I read quite a lot of news on the model and Mozilla appears to be one of the first to put out a statement about having relied on it - aside from the 12 launch partners of which some have taken on to coordinate using it on the wider Linux software stack. E.g. Daniel Sternberg, the principal maintainer of curl, has publicly cursed AI bug reports in the past, because they waste a lot of their time. Regarding the bug report he received from one of the launch partners, he replied with a thank you. Critical, uber-smart developers like him reacting like that is telling on the qualitative improvement the model achieved.
 
the advanced nature of a new AI model called "Claude Mythos" by the Anthropic company which developed it. Briefly, it's an AI model that the company regarded as too powerful to release publicly
I found this interesting thread on debian forums:

in a nutshell, it's a hype:
My personal conclusion can however not end up with anything else than that the big hype around this model so far was primarily marketing.
 
I found this interesting thread on debian forums:

in a nutshell, it's a hype:

Thanks for the link. It's often most interesting to read the thoughts and analyses of developers. We depend so much on them.

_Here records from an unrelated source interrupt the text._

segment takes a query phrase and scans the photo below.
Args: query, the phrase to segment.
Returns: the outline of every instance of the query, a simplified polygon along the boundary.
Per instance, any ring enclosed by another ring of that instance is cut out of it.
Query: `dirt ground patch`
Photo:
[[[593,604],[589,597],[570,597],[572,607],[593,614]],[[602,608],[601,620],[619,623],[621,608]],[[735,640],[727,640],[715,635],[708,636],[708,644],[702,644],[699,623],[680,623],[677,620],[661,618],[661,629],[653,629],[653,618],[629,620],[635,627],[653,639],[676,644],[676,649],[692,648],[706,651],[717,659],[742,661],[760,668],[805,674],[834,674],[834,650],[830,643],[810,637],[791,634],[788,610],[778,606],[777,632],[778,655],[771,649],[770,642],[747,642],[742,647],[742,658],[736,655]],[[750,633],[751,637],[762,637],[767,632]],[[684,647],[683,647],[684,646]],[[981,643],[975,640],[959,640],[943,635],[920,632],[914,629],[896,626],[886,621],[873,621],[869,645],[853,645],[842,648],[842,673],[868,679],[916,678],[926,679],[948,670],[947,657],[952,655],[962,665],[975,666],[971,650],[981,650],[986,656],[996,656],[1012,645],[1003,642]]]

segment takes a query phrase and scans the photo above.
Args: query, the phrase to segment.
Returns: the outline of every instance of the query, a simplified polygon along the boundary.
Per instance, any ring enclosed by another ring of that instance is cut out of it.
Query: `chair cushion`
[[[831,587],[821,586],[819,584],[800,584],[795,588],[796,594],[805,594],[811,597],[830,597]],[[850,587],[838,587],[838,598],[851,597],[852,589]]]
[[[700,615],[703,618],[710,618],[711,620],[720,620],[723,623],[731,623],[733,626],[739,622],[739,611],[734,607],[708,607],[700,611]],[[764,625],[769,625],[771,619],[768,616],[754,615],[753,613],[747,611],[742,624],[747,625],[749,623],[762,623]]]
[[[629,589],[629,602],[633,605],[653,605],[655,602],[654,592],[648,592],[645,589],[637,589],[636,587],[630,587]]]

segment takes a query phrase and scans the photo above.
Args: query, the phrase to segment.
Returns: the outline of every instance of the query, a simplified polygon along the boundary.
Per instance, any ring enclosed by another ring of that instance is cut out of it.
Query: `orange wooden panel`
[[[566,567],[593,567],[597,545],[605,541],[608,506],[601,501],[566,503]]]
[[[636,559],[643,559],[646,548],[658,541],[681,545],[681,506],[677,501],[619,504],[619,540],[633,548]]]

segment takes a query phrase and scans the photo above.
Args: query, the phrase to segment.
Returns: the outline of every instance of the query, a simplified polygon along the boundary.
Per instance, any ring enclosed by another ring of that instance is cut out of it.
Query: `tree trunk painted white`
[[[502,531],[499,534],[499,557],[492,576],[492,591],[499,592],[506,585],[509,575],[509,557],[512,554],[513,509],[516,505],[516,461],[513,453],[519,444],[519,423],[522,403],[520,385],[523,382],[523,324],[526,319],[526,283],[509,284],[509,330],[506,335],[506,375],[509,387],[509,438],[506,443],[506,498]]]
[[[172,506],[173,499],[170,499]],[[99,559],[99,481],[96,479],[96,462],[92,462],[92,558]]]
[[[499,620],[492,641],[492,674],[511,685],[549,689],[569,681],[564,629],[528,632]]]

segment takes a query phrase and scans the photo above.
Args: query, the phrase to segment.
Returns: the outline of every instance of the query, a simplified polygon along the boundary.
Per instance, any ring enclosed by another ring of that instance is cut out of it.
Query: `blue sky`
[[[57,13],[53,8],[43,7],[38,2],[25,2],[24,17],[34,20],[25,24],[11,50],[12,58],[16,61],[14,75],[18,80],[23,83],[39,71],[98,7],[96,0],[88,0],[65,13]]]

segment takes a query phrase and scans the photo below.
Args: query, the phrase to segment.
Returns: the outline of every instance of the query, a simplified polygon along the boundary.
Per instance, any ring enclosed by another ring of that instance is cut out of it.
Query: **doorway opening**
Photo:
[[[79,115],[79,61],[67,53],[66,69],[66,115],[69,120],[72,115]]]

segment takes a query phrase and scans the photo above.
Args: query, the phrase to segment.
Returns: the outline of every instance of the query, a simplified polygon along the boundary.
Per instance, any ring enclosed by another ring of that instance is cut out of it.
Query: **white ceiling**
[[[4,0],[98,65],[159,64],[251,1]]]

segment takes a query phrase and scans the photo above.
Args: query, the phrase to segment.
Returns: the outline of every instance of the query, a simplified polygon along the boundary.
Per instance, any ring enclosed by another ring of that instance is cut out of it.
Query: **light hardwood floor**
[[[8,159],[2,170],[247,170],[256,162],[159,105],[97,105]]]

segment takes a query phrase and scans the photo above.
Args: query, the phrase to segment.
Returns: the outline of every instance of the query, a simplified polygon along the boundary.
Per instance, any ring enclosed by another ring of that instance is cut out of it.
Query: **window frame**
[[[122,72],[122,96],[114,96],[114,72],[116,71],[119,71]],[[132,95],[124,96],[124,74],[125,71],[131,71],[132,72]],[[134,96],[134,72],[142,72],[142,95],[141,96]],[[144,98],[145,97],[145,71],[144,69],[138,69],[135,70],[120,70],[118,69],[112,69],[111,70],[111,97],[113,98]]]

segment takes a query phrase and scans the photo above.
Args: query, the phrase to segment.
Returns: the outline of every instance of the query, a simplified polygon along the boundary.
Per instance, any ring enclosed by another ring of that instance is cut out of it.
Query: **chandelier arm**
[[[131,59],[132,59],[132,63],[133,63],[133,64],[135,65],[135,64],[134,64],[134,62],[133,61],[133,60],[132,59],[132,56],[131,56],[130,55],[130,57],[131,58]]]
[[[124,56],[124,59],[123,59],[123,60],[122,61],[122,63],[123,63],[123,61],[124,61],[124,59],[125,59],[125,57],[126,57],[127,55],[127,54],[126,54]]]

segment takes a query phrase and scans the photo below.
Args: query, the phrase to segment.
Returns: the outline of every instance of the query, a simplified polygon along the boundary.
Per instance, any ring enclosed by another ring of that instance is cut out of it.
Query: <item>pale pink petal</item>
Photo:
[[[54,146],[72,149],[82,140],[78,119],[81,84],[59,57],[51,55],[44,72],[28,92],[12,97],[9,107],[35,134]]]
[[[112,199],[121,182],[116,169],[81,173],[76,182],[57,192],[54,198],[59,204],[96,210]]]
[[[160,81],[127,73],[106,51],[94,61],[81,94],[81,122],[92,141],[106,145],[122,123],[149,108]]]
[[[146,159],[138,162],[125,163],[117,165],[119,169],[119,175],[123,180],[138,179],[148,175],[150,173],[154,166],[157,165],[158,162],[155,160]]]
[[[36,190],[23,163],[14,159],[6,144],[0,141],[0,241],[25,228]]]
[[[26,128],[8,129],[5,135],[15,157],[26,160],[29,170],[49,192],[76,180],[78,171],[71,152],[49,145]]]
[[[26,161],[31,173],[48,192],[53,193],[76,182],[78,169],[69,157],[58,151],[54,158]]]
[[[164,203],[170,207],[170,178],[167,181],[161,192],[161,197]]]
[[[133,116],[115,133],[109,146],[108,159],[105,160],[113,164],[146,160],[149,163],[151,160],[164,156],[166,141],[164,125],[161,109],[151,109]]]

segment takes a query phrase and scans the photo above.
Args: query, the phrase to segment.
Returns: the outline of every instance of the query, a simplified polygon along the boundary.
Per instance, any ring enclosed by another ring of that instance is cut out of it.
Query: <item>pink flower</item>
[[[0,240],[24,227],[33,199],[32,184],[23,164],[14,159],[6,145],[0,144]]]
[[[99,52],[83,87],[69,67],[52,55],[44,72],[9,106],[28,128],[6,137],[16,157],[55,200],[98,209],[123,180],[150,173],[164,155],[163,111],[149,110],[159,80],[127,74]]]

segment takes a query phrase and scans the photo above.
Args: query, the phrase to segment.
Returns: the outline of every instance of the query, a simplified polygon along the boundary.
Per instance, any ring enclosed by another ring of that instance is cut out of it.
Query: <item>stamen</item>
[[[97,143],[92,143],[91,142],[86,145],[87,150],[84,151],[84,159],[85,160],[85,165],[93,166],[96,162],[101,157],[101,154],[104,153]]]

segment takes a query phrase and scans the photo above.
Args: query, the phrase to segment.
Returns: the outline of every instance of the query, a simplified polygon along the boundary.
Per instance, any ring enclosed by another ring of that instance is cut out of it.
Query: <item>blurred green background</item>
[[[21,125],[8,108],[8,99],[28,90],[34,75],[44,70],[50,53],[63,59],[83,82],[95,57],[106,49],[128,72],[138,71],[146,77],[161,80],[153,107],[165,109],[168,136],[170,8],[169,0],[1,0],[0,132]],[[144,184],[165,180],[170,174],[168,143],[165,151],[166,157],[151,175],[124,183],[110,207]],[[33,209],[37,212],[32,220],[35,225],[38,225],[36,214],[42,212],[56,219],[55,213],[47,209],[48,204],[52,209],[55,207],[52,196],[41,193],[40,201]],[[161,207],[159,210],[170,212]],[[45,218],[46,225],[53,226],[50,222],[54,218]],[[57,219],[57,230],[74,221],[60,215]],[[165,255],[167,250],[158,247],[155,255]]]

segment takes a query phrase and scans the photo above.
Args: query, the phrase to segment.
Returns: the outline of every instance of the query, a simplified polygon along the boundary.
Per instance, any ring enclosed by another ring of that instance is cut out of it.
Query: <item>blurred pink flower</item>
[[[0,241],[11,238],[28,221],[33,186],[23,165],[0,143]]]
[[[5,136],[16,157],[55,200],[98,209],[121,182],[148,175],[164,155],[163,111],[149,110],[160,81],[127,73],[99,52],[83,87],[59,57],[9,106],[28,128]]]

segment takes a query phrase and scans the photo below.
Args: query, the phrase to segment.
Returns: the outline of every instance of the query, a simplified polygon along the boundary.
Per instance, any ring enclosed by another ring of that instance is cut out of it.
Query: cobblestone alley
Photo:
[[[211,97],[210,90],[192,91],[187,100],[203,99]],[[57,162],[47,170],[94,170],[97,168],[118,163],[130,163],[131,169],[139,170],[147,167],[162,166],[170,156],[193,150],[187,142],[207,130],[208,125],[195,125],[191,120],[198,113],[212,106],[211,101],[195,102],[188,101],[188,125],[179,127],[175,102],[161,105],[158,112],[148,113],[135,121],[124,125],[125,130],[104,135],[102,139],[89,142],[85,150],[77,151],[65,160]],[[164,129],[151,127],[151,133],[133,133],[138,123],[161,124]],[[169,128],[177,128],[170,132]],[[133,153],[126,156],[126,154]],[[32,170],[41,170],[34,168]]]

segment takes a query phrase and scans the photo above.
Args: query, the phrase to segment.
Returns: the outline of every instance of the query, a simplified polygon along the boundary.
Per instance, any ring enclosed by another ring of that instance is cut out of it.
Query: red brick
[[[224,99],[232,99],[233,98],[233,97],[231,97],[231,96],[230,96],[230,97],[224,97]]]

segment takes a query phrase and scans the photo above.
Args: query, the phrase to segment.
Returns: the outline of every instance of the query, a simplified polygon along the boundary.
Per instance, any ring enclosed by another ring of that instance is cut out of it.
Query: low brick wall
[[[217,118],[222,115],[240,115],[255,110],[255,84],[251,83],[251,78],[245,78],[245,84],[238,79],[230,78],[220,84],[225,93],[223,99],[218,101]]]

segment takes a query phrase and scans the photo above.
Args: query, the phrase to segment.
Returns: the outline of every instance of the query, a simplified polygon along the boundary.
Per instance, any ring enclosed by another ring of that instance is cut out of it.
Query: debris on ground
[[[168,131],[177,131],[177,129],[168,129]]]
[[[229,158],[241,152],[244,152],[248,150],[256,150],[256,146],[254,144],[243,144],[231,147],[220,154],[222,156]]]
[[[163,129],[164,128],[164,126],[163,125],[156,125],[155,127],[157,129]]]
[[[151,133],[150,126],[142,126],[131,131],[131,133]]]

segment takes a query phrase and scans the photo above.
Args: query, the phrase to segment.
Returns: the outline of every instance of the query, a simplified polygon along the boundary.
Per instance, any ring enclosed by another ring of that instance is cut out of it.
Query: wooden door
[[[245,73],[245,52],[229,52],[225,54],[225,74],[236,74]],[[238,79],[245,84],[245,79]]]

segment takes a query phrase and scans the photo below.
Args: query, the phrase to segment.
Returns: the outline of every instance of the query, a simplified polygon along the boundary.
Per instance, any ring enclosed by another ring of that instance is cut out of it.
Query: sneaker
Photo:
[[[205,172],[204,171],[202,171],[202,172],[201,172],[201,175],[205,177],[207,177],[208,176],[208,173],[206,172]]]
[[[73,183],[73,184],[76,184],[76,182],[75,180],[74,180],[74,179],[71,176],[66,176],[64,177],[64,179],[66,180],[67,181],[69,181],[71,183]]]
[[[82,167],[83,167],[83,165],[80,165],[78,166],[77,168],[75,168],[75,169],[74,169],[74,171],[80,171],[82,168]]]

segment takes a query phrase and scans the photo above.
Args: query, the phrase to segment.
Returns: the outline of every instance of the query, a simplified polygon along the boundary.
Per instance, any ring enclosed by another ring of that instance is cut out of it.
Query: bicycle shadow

It seems in this case of curl, that it's written with reasonably good code at this point and therefore finding a plethora of bugs isn't likely to happen because of its current inherent quality. So the finding that Mythos AI didn't have a higher degree of facility than "standard" AI when applied to curl, because it didn't seem particularly more revelatory with the curl code, is not necessarily a reason to suppose that Mythos AI (or any future AI development) isn't going to be deeply more informative than previous AI analysers on other code bases. That curl is in fact reasonably good code is mentioned a number of times in the article with expressions like: "curl’s status as one of the most heavily fuzzed and audited C codebases". In other words, it appears that curl just doesn't need that much AI analysing at all, just some basics which popped out a few vulnerabilities and bugs, but nothing critical that could bring it down.

It's not sound to infer that because Mythos didn't produce superior results relative to other AI engines with curl, that it cannot do so elsewhere. The author acknowledges that with his statement: "This is just one source code repository and maybe it is much better on other things. I can only tell and comment on what it found here." Ultimately the article is thus more about curl than about Mythos because of the limited nature of the author's experience. None of this means Mythos is actually living up to the hype. The world isn't fully informed about it yet because of the restricted nature of its release.